Les deux agents obtempérèrent sur le champ.

- Voilà, dit le négociateur, apaisant. Maintenant, si nous discutions.

- Il n'y a rien à discuter. Nous n'avons aucune autre demande que celle de nous laisser régler enfin nos comptes.

- De quels comptes parlez-vous ?

- Des comptes qui s'allongent au fil des années ! De tous les gosses qui sont martyrisés dans tous les lycées du pays sans que l'administration ne lève le petit doigt pour les protéger. Il est temps qu'enfin quelqu'un dénonce ces abus.

- Mais nous sommes prêts à vous écouter, il vous suffit de...

- Bla bla bla ! Vous me prenez vraiment pour un débile vous aussi ! Mais je ne suis plus le gamin qui se laissait manœuvrer figurez-vous. Alors fichez-moi la paix et laissez-nous régler nos comptes entre nous, tout ça ne vous regarde pas.

- Monsieur Bates, ça me regarde dans la mesure où vous détenez des otages. Relâchez au moins les femmes, ou les blessés, s'il y en a.

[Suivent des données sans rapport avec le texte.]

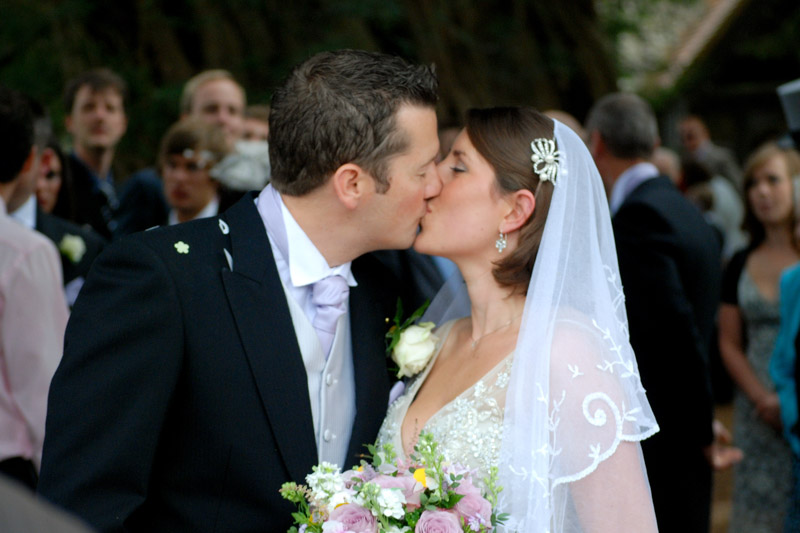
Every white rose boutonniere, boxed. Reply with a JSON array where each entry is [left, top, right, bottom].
[[386, 300, 439, 378], [58, 233, 86, 263]]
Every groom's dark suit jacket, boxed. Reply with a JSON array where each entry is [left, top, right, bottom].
[[39, 194, 417, 532], [612, 177, 721, 532]]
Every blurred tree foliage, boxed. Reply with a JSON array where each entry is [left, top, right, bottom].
[[0, 0, 616, 172]]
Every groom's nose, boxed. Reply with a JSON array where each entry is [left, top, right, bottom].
[[425, 164, 442, 200]]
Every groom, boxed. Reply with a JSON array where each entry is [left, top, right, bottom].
[[39, 50, 441, 532]]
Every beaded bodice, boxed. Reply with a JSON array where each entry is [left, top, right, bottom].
[[378, 322, 513, 480]]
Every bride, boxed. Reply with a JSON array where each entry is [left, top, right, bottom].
[[378, 108, 660, 533]]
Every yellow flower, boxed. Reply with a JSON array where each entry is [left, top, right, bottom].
[[414, 468, 428, 488]]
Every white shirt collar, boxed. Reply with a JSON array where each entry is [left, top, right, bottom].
[[167, 196, 219, 226], [279, 195, 358, 287], [608, 161, 659, 214], [11, 194, 36, 229]]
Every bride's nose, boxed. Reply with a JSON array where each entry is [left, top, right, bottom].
[[425, 164, 442, 200]]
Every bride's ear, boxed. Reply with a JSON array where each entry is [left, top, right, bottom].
[[500, 189, 536, 233]]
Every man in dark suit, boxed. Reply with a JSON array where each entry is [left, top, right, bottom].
[[587, 93, 721, 532], [39, 50, 441, 532], [53, 69, 128, 239]]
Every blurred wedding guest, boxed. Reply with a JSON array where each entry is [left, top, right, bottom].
[[586, 93, 724, 533], [0, 87, 67, 489], [679, 115, 742, 191], [719, 143, 800, 533], [769, 75, 800, 533], [9, 109, 107, 307], [36, 136, 74, 215], [650, 146, 682, 189], [53, 68, 128, 239], [681, 160, 747, 262], [769, 256, 800, 533], [116, 69, 250, 236], [242, 105, 269, 142], [0, 475, 92, 533], [180, 69, 247, 147], [158, 118, 229, 225]]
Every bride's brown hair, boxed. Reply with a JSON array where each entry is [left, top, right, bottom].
[[466, 107, 557, 294]]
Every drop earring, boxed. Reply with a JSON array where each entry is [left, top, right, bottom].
[[494, 231, 508, 253]]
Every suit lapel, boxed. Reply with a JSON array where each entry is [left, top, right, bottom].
[[345, 260, 394, 467], [222, 194, 317, 481]]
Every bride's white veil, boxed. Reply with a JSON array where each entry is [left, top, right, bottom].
[[429, 121, 658, 533]]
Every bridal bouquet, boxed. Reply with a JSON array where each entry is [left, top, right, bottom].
[[280, 432, 506, 533]]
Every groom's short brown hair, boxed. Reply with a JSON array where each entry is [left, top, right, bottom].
[[269, 50, 438, 196]]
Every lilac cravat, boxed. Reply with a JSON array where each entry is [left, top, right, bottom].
[[258, 185, 350, 359], [311, 276, 350, 358]]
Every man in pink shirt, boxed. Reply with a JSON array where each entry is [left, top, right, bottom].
[[0, 87, 67, 489]]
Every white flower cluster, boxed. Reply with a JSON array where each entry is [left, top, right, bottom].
[[355, 482, 406, 520], [306, 461, 352, 512]]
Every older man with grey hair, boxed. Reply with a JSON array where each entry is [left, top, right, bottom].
[[586, 93, 720, 533]]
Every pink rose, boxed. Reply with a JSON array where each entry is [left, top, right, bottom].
[[414, 511, 463, 533], [330, 503, 378, 533], [373, 475, 425, 511], [453, 494, 492, 524]]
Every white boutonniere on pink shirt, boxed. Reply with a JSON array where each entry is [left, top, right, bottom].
[[58, 233, 86, 263]]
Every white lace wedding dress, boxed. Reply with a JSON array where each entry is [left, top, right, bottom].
[[378, 321, 513, 484]]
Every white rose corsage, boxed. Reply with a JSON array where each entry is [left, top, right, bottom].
[[58, 233, 86, 263], [386, 300, 439, 378]]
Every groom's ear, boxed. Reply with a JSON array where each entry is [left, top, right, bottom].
[[500, 189, 536, 233], [331, 163, 375, 210]]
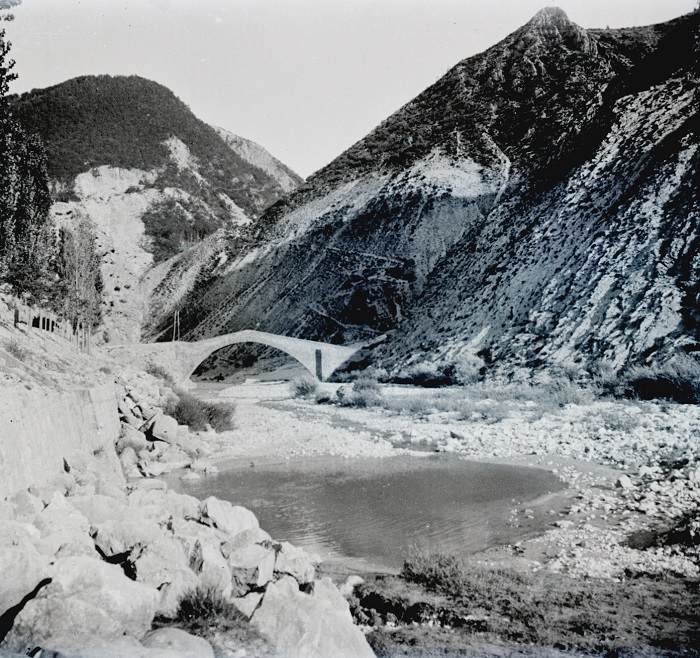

- Alors parlons peu, parlons bien : je ne relâcherai personne tant que je ne l'aurai pas décidé c'est clair ? Et si vous tentez de pénétrer ici par la force, ce sera un massacre, ça aussi c'est clair ? Nous sommes six, armés et munis d'explosifs et nous n'avons pas l'intention de nous rendre. Tous ceux qui sont là ont un rôle à jouer dans notre mise au point, et nous n'en relâcherons aucun.

- Monsieur Bates, Norton... vous permettez que je vous appelle Norton ?

- Pourquoi pas ? De toutes façons nos relations vont être fort brèves agent Lumett. Euh... Eliott... Vous permettez que je vous appelle Eliott ? singea Bates.

- Si vous voulez, je n'y vois aucun inconvénient, répondit le négociateur qui, pendant un bref instant, eut l'impression qu'il était en train de nouer un contact constructif.

Il allait très vite déchanter.

- Alors Eliott je vais être très clair. Ce que nous avons à faire ici, je le répète, ne regarde que nous. Et si vous tentez d'intervenir, nous tuerons tous nos petits camarades ici présents. Et si vous tentez encore de nous observer, vous aurez la mort de l'un d'entre eux sur la conscience : pourquoi pas, votre collègue ?

- Norton, écoutez... Vous devez comprendre que nous avons besoin de savoir ce qui se passe, si tout le monde va bien, si...

- Tout le monde va bien oui. Quand à savoir ce qui se passe, n'ayez crainte, nous allons filmer notre procès et vous pourrez ensuite le diffuser pour faire réfléchir tous les petits tyranneaux des lycées.

- Votre procès ? De quoi parlez-vous ? Norton...

- Eliott, je n'ai rien contre vous mais là, voyez-vous je suis fatigué de vous parler. J'ai beaucoup mieux à faire alors je vais raccrocher. Inutile d'essayer de me rappeler, je vais débrancher ce fichu téléphone. Ah ! Et si vous comptiez utiliser les portables de ces messieurs dames, sachez qu'on les a laissés dans le gymnase. Et rappelez-vous, à la moindre tentative, vous ne ramasserez que des cadavres.... Si vous êtes patient, peut-être bien que nous laisserons sortir certains de nos compagnons... ou peut-être pas.

- Nort...

Le négociateur s'aperçut alors que l'homme avait raccroché, comme il venait de le dire. Et, comme il venait aussi de le dire, il ne répondit plus aux différentes sollicitations qui cessèrent d'ailleurs très vite lorsque les policiers s'aperçurent que l'appareil était effectivement débranché : ils n'avaient désormais plus aucun moyen de joindre les preneurs d'otage.